There are meadow rues, too, that hover near the ground, offering all the beauty of their airborne relatives, only on a smaller scale. Chief among these starry carpets is the delicate Thalictrum kiusianum, a groundcovering species with flowers as miniature as its leaves. Clouds of pinkish flowers float above classic, blue-green foliage that never seems to melt or succumb to the onslaught of summer—the ideal plant for the part shade rock garden or bordering the garden path. Once you’ve cooed over T. kiusianum, you might consider upgrading to the equally cute T. ichangense ‘Evening Star’, a dazzling, silver-dappled selection with coin-sized leaves. The best part? It knows no flowering season, powering from spring through fall in a regular succession of eight-inch-tall sprays of frothy light lavender flowers. In my own garden, it’s survived seasonal droughts and zone-4 winters and still has nothing but charms to extol.

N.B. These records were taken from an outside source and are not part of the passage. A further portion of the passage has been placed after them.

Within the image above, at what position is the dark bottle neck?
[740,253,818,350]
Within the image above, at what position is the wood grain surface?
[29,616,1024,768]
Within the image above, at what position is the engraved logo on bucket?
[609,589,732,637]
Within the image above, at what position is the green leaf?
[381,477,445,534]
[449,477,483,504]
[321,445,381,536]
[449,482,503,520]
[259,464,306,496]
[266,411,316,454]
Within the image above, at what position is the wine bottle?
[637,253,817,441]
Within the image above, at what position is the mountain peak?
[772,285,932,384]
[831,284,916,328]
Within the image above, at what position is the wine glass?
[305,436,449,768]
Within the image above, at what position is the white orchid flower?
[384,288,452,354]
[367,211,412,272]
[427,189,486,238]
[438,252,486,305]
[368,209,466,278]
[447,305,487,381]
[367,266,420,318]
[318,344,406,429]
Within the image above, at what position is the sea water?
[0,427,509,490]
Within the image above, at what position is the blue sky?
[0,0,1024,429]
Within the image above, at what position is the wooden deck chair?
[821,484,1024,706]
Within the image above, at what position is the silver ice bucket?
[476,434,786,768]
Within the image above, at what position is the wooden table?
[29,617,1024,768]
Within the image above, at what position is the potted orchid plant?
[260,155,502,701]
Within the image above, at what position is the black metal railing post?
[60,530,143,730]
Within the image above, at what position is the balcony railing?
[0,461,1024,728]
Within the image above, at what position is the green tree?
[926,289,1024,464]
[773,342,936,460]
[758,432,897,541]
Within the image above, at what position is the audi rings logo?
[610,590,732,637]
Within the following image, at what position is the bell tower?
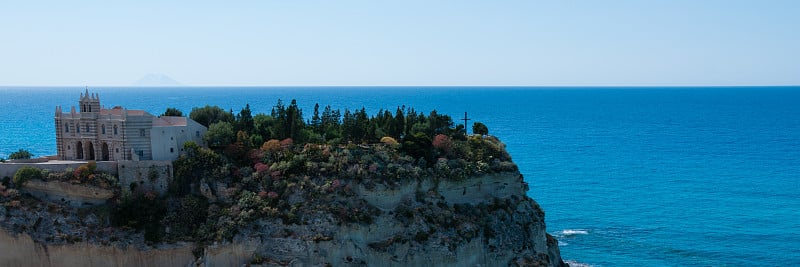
[78,86,100,113]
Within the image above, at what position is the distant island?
[0,91,566,266]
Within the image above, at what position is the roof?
[100,106,147,116]
[153,116,187,127]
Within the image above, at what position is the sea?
[0,86,800,266]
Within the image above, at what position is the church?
[55,88,207,161]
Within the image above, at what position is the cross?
[462,112,470,135]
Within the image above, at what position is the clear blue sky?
[0,0,800,86]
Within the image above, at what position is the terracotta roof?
[153,116,186,126]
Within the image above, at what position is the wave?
[564,260,594,267]
[561,229,589,236]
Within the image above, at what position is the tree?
[203,121,236,147]
[189,105,234,127]
[472,122,489,135]
[159,108,183,117]
[8,149,33,159]
[309,103,322,134]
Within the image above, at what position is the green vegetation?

Thalictrum minus ‘Adiantifolium’ is another of the highly cute, daintily proportioned meadow rues that no garden should be without. In my garden, I have it planted within the border, staged to view through and against its companions—a curious cloud of green flowers flickering above foliage reminiscent of maidenhair ferns (Adiantum). Don’t let its meek aesthetic fool you—it’s a tough plant, bone-hardy to zone 3 and happy to go dormant in dry times to weather through for another spring appeal.